Quand croissance plus faible rime avec inflation plus élevée
Mathieu D'Anjou|Édition de la mi‑novembre 2021SIGNAUX FORTS. Au cours des dernières décennies, les cycles économiques ont surtout été influencés par l’évolution de la demande. Les politiques monétaires modernes basées sur les cibles d’inflation sont très efficaces pour influer sur la demande et éviter de longues périodes de contractions économiques ainsi que des surchauffes économiques accompagnées d’une inflation très élevée. Face à un choc négatif de demande, par exemple une baisse soudaine de la confiance des ménages, qui menace de faire chuter l’activité économique et l’inflation, les banques centrales n’hésiteront pas à assouplir leur politique monétaire, ce qui fera à la fois remonter le PIB et l’inflation vers les niveaux souhaités.
Comme l’explique bien mon collègue Hendrix Vachon dans une récente étude, il est beaucoup plus difficile pour la politique monétaire de répondre à un choc d’offre. Cette expression désigne un ensemble d’éléments pouvant affecter de façon importante et inattendue la production de biens et de services. L’économie mondiale fait actuellement face à plusieurs chocs d’offre négatifs, dont la pénurie de puces électro-niques qui frappe particulièrement l’industrie automobile, l’explosion des coûts du transport maritime et la poussée des prix de plusieurs matières premières.
Le problème pour les banques centrales est que les chocs d’offre négatifs sont inflationnistes même s’ils réduisent l’activité économique. Un exemple frappant est le fait que les ventes de véhicules automobiles neufs américains ont chuté du tiers entre avril et septembre, ce qui n’empêche pas le prix des véhicules d’afficher une progression annuelle de près de 10 %. À court terme, la politique monétaire ne peut rien faire pour compenser directement un choc négatif d’offre.
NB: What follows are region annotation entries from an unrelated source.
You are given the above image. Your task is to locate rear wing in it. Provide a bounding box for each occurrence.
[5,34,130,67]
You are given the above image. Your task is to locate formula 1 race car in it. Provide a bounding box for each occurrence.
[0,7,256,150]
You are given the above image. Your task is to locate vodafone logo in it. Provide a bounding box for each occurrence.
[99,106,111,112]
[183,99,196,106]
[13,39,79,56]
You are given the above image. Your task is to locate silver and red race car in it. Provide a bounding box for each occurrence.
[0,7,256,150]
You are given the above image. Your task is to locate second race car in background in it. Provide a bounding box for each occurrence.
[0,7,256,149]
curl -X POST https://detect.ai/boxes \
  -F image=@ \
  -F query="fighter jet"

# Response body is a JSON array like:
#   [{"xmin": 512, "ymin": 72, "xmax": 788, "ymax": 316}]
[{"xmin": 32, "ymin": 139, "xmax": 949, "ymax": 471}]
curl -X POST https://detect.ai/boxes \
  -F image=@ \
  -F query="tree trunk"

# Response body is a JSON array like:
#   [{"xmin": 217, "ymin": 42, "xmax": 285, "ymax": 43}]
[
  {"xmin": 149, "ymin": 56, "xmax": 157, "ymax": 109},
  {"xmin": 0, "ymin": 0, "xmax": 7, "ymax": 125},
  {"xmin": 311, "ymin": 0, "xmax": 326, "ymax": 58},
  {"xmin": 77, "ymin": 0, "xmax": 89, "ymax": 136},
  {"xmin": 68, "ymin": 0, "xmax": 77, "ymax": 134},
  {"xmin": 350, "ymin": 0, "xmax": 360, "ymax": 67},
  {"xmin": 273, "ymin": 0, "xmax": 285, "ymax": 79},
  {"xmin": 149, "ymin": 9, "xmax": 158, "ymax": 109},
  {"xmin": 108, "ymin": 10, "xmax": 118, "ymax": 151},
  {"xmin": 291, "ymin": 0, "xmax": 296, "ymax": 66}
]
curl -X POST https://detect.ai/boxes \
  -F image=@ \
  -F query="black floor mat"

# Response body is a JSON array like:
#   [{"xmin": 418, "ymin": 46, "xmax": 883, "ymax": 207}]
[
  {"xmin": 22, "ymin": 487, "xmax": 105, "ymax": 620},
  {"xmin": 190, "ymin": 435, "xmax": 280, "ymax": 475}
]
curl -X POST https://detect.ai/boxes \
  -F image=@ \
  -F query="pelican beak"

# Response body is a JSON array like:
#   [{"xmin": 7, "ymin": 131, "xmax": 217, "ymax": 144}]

Baisser les taux directeurs ne fera pas subitement apparaître des puces électroniques, des ports et des bateaux ou des gisements de matières premières. Si une banque centrale essaie de compenser l’effet négatif sur l’économie du choc par une politique monétaire expansionniste, elle amplifiera davantage la poussée de l’inflation. Si elle veut rapidement ramener l’inflation à sa cible, elle devra faire fortement chuter la demande, au risque de causer une récession.
De façon générale, il semble donc souhaitable que les banques centrales ne réagissent pas trop fortement à un choc d’offre négatif et acceptent d’observer temporairement une croissance plus faible et une inflation plus élevée. Le danger d’une telle stratégie est que la poussée initiale des prix pourrait entraîner les salaires et d’autres prix à la hausse et causer une véritable spirale inflationniste. Étant donné les mesures monétaires et budgétaires sans précédent mises en place pendant la pandémie et la pénurie de main-d’oeuvre observée presque partout, ce risque ne peut pas être complètement ignoré dans la situation actuelle.
Le signal envoyé à la fin octobre par la Banque du Canada indiquant qu’elle tolérera une inflation au-dessus de sa cible encore un certain temps, mais pourrait commencer à remonter ses taux directeurs un peu plus tôt, soit au deuxième ou au troisième trimestre de 2022, nous semble ainsi tout à fait approprié.